Here is a project to showcase the many Arab immigrants and people of Arab background who have achieved notability in some way in the United States.

At right: Helen Zughaib, Prayer Rug for America, 2001. Giclee ¾, 20 x 13 in. Original in the collection of the Library of Congress.

Arab Americans

Arab Americans (Arabic: عَرَبٌ أَمْرِيكِيُّونَ‎‎) are Americans of Arab ethnic, cultural and linguistic heritage or identity, who identify themselves as Arab. Arab Americans trace ancestry to any of the various waves of immigrants of the countries comprising the Arab World. Arab Americans, and Arabs in general, comprise a highly diverse amalgam of groups with differing ancestral origins, religious backgrounds and historic identities. Instead, the ties that bind are a shared heritage by virtue of common linguistic, cultural, and political traditions.

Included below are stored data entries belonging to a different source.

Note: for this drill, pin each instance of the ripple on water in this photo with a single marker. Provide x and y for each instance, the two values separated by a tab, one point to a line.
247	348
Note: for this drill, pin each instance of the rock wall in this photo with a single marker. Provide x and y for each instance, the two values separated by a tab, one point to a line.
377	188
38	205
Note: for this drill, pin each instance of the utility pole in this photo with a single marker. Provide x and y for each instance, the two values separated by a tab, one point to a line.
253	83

According to the Arab American Institute (AAI), countries of origin for Arab Americans include Algeria, Bahrain, Comoros, Djibouti, Egypt, Iraq, Jordan, Kuwait, Lebanon, Libya, Mauritania, Morocco, Oman, Qatar, Palestine, Saudi Arabia, Somalia, Sudan, Syria, Tunisia, United Arab Emirates and Yemen.

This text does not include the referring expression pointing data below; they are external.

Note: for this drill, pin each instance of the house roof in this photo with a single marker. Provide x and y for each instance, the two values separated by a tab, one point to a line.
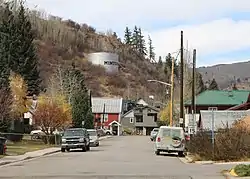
221	97
112	105
138	107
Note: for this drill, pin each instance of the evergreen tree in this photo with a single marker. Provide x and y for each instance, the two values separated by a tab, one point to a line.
128	36
142	49
26	61
135	39
81	107
7	28
160	63
151	52
213	85
6	33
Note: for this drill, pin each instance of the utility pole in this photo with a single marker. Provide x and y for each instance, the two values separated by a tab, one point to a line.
193	89
15	6
172	95
181	85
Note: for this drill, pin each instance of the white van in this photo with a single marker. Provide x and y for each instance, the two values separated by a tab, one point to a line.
171	140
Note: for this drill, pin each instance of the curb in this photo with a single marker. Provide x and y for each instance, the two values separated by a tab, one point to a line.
33	157
28	158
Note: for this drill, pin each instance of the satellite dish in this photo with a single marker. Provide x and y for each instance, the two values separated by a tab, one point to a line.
151	97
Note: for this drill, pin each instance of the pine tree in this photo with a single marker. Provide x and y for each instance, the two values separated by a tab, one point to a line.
26	60
128	36
142	49
151	52
81	107
213	85
135	39
6	31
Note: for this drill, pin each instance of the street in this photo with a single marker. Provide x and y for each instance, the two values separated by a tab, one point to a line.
117	157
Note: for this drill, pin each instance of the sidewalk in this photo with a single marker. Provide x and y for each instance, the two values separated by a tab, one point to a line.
29	155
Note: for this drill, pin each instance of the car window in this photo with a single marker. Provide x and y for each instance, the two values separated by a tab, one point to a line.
156	130
175	133
92	133
74	133
166	132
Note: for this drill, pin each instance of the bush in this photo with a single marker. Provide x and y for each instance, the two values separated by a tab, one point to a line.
128	131
231	144
52	139
242	170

According to the 2010 U.S. Census, there are 1,697,570 Arab Americans in the United States. 290,893 persons defined themselves as simply Arab, and a further 224,241 as Other Arab. Other groups on the 2010 Census are listed by nation of origin, and some may or may not be Arabs, or regard themselves as Arabs. The largest subgroup is by far the Lebanese Americans, with 501,907, followed by; Egyptian American with 190,078, Syrian American with 148,214, Iraqi American with 105,981, Moroccan American with 101,211, Somali American with 85,700, Palestinian American with 85,186, and Jordanian American with 61,664. Approximately 1/4 of all Arab Americans claimed two ancestries.

A number of peoples that may have lived in Arab countries and are now resident in the United States are not classified as Arabs, including; Assyrians (aka Chaldo-Assyrians) Berbers, Jews, Kurds, Turkmen, Azeris, Mandeans, Copts, Circassians, Shabaki, Armenians, Turks, Mhallami, Georgians, Yazidis, Balochs, Greeks, Iranians and Kawliya/Romani.